Bajarin stated, "Even if they can never catch up to Qualcomm in performance, I don't think it will make much difference even in the Pro phones. I think it just needs to work well within your coverage area, be fast enough, and not drain the battery."

## Integration Under Srouji's Leadership

In September of last year, Apple released its self-developed iPhone wireless chip, the N1, replacing Broadcom's chip. For nearly a decade, the networking chips in AirPods and Apple Watch have been developed in-house by Apple.

Nevertheless, Apple will continue to rely on external vendors for a large number of small chips. It obtains key processor architecture licenses from Arm Holdings (ARM.US) and other technology licenses from companies like Broadcom and Qualcomm. It relies on Samsung for memory and analog chips from manufacturers like Texas Instruments.
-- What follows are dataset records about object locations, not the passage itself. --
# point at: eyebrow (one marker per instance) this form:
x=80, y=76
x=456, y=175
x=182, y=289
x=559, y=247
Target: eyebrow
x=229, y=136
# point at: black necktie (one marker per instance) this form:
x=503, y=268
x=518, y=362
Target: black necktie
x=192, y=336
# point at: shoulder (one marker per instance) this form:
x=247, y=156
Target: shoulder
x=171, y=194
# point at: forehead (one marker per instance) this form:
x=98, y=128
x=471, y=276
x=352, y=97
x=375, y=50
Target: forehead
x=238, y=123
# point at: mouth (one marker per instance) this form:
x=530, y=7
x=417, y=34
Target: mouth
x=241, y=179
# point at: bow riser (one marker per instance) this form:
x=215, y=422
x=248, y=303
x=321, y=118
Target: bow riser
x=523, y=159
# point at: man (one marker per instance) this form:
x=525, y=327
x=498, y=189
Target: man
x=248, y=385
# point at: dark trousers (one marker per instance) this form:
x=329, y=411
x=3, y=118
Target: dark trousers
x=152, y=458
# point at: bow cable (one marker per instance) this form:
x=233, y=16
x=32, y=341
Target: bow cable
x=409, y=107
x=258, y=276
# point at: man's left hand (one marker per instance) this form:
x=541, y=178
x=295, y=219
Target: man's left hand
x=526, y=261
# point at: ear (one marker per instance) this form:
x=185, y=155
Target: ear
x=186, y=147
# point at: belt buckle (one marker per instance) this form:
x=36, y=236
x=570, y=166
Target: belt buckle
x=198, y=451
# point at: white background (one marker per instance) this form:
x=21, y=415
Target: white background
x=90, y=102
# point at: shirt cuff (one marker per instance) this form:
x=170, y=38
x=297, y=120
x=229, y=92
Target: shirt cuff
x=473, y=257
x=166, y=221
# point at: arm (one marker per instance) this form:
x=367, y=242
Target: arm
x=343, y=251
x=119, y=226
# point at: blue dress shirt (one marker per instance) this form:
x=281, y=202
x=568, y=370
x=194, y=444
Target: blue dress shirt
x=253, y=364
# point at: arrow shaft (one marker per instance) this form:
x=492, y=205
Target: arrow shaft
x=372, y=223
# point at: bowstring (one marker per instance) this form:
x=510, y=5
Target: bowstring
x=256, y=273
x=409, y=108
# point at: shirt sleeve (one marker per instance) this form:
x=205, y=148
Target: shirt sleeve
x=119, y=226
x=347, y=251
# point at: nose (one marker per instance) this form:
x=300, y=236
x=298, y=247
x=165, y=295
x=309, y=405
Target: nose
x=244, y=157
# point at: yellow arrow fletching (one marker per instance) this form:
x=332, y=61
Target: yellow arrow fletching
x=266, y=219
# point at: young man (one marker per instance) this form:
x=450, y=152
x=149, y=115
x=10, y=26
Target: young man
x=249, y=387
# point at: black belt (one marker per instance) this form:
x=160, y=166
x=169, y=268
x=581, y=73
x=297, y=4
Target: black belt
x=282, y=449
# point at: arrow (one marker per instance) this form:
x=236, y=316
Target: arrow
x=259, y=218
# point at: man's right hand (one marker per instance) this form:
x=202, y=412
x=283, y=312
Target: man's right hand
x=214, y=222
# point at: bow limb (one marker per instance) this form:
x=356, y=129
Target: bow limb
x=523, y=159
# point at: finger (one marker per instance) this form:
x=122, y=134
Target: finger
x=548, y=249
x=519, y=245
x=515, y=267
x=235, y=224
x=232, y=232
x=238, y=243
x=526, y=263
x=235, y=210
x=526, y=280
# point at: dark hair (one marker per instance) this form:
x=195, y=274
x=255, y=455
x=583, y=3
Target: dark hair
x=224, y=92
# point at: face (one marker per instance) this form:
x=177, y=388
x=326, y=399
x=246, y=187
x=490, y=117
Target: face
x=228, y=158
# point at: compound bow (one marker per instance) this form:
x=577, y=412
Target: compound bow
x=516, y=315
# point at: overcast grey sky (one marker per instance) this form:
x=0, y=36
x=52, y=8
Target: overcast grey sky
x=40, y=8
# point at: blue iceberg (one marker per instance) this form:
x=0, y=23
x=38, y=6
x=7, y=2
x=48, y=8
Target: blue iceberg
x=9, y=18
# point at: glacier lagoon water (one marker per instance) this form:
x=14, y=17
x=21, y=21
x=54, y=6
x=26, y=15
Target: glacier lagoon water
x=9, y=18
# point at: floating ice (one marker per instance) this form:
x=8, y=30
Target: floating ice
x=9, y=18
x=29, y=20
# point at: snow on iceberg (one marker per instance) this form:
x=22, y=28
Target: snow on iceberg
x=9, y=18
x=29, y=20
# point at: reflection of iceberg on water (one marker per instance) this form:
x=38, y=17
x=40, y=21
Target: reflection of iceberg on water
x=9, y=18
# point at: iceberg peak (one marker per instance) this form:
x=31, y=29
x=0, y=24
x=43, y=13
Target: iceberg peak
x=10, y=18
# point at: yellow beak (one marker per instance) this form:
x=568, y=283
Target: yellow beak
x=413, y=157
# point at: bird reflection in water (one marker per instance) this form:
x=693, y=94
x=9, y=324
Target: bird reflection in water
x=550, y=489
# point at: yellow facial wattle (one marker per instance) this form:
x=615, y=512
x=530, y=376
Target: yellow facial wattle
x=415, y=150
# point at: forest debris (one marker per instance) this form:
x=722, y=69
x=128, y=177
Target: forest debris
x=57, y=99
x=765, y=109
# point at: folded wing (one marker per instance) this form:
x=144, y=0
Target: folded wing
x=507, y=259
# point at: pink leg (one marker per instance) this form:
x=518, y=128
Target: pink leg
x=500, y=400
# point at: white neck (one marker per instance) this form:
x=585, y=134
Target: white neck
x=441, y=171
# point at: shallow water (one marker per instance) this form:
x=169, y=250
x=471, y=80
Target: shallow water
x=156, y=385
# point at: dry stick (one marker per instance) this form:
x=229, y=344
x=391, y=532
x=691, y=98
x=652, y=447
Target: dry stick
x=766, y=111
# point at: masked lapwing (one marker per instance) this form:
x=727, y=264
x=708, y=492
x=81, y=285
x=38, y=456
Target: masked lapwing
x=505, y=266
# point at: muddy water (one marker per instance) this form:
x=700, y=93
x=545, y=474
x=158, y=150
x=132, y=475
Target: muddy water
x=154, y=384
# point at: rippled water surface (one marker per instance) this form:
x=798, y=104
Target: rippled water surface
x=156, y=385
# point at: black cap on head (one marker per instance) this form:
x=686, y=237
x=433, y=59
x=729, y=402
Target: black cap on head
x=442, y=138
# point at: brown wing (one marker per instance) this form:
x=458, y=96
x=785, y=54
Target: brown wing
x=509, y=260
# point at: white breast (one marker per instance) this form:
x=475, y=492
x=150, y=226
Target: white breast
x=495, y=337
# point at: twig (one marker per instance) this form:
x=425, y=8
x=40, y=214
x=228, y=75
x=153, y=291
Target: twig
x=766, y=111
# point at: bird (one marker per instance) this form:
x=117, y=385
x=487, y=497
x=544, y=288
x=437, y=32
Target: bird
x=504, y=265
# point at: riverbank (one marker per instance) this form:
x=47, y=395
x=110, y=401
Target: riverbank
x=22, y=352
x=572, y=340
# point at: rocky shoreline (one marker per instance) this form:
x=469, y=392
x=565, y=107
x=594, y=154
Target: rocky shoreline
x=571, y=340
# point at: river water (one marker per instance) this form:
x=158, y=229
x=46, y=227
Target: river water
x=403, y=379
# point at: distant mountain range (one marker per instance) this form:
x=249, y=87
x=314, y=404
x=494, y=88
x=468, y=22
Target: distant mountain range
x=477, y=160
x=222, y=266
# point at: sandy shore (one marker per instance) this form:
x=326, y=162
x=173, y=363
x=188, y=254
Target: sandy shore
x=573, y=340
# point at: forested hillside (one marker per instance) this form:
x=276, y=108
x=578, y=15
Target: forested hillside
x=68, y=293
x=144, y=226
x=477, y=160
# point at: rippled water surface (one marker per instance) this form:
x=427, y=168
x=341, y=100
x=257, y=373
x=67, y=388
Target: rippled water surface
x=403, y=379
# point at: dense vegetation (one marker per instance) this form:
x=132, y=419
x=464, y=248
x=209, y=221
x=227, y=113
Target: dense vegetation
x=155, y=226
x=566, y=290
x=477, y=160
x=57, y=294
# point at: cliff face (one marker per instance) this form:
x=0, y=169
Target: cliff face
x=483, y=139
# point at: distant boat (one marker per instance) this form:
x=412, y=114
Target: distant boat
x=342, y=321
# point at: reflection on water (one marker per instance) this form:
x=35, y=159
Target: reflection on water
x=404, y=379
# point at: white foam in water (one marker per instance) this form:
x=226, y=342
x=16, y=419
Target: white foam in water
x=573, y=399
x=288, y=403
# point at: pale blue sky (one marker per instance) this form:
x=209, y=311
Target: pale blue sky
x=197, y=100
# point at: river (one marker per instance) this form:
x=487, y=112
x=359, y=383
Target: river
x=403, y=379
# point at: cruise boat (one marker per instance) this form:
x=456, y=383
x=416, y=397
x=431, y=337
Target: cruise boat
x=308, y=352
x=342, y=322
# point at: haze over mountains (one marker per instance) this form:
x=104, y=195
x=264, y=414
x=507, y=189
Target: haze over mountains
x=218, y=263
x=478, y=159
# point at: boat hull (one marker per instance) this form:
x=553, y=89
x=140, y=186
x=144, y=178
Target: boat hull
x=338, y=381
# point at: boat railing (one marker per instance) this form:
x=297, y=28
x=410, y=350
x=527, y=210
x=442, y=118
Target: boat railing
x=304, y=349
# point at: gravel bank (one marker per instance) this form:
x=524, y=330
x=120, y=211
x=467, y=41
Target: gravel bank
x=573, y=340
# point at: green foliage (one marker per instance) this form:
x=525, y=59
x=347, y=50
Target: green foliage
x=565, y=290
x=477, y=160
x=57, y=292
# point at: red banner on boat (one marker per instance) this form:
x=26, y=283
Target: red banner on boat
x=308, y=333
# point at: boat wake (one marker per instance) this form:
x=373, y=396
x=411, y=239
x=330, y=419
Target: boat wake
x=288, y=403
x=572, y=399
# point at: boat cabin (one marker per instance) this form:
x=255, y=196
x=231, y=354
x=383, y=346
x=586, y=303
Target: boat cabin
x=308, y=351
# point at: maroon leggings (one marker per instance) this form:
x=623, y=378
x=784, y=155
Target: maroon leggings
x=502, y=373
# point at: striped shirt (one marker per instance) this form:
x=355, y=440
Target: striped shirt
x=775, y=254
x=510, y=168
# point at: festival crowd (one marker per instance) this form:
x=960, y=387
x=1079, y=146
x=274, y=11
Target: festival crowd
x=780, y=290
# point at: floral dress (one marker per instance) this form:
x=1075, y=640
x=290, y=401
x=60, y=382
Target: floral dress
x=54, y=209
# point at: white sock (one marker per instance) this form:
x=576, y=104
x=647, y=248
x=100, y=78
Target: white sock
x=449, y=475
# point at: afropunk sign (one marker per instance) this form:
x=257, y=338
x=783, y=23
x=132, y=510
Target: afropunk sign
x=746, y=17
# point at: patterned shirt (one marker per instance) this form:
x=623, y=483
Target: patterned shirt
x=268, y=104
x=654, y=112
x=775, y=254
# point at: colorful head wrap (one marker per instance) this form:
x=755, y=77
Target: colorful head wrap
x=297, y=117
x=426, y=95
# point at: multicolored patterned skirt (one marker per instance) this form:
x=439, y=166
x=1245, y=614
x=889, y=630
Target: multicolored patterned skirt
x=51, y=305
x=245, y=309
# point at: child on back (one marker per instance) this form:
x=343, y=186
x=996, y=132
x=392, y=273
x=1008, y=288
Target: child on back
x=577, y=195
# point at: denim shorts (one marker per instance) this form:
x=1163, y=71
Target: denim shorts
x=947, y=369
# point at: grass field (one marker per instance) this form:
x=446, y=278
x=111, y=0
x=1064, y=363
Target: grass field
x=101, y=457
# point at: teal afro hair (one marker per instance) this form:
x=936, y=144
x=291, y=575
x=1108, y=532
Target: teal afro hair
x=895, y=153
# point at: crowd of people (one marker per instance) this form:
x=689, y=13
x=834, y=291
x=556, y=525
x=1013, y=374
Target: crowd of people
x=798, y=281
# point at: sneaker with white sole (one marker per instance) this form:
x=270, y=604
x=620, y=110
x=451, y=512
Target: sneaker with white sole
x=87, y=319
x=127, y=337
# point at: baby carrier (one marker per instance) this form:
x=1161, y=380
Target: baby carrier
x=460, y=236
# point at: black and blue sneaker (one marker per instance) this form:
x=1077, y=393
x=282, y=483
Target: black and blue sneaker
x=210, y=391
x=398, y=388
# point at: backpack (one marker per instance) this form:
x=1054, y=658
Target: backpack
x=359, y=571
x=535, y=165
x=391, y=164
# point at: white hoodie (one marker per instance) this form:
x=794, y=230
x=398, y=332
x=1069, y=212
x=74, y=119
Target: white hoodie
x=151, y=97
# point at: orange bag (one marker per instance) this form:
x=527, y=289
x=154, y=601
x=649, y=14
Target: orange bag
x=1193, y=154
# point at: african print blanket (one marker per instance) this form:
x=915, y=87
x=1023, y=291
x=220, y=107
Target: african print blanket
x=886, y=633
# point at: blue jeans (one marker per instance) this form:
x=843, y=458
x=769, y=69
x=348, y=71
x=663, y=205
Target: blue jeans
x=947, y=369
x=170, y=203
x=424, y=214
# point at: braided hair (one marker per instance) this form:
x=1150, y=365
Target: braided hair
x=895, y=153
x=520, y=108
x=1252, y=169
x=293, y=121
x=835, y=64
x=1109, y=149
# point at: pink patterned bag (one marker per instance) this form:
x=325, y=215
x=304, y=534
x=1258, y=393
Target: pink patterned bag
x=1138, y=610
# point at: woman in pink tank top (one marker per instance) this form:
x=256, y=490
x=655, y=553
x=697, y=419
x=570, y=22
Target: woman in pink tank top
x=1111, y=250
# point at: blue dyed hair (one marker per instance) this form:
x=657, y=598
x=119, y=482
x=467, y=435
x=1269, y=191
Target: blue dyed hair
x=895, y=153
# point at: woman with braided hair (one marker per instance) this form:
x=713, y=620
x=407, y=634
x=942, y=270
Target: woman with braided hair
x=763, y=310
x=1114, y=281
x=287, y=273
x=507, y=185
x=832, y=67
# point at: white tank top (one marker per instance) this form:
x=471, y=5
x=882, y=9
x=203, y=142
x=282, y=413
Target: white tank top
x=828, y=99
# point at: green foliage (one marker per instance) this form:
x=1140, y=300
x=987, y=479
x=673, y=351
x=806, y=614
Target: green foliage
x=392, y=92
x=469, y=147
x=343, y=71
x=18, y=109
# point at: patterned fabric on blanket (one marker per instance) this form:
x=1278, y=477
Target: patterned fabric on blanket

Srouji stated in an email to Apple employees on Monday that he will integrate hardware development into a unified department, rather than dividing it into engineering and technology departments as it is now. Srouji mentioned that he will organize the hardware department into five teams: hardware engineering, chips, advanced technology, platform architecture, and project management.

Tim Miller, appointed to lead Apple's platform architecture, stated in an interview last September that self-developed chips are where the "magic lies." "When we have control, we can do things that simply purchasing commercial chips cannot achieve," he said.

For Apple, as senior personnel changes occur, Wall Street is questioning its artificial intelligence strategy and whether focusing on devices rather than cloud computing is the right choice. The company's stock price has fallen 2% this year, performing the worst among all major tech giants except for Microsoft and Tesla The media interview with Turner and Sloughy took place in December 2023, about a year after OpenAI released ChatGPT, which initiated the boom in generative artificial intelligence.

At that time, when asked about concerns regarding Apple's apparent lag in the field of artificial intelligence, Sloughy stated, "I don't think we're behind."

Turner added with a smile that he "isn't too worried."